PyData Global 2022

Real-world Perspectives to Avoid the Worst Mistakes using Machine Learning in Science
12-02, 13:00–15:00 (UTC), Workshop/Tutorial I

Numerous scientific disciplines have noticed a reproducibility crisis of published results. While this important topic was being addressed, the danger of non-reproducible and unsustainable research artefacts using machine learning in science arose. The brunt of this has been avoided by better education of reviewers who nowadays have the skills to spot insufficient validation practices. However, there is more potential to further ease the review process, improve collaboration and make results and models available to fellow scientists.
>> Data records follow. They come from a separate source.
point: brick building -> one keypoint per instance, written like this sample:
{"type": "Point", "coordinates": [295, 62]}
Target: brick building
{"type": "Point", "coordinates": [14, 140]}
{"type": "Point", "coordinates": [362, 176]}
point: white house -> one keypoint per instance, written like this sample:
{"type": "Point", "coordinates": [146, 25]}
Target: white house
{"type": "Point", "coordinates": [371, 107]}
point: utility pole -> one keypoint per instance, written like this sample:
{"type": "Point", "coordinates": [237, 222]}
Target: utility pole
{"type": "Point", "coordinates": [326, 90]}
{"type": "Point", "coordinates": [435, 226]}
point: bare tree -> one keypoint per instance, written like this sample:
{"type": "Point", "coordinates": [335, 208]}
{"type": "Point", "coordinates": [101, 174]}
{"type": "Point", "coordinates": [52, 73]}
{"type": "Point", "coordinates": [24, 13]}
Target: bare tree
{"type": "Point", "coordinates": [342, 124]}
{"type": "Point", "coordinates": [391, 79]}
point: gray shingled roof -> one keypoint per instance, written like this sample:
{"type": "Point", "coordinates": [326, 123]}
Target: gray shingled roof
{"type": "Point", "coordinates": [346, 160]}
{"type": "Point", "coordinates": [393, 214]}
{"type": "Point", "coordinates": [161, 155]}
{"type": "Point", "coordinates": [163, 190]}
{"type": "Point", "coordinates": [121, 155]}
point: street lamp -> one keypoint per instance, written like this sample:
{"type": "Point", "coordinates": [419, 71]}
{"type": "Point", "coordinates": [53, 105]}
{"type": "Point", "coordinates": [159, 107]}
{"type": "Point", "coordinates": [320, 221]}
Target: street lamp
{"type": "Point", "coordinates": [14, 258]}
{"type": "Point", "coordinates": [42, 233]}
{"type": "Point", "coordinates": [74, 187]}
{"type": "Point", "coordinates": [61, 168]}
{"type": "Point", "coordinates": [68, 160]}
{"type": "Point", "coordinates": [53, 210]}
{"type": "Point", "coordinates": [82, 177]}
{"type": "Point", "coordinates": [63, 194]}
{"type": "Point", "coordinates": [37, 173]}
This workshop will teach practical lessons that can be directly applied to elevate the quality of ML applications in science by scientists.

It seems like we avoided the worst signs of the reproducibility crisis in science when applying machine learning in science. Thanks to better education for reviewers, easier access to tools, and a better understanding of zero-knowledge models.

However, there is much more potential for ML in science. The real world comes with many pitfalls that make the application of machine learning very promising, but the verification of scientific results is complex. Nevertheless, many open-source contributors in the field have worked hard to develop practices and resources to ease this process.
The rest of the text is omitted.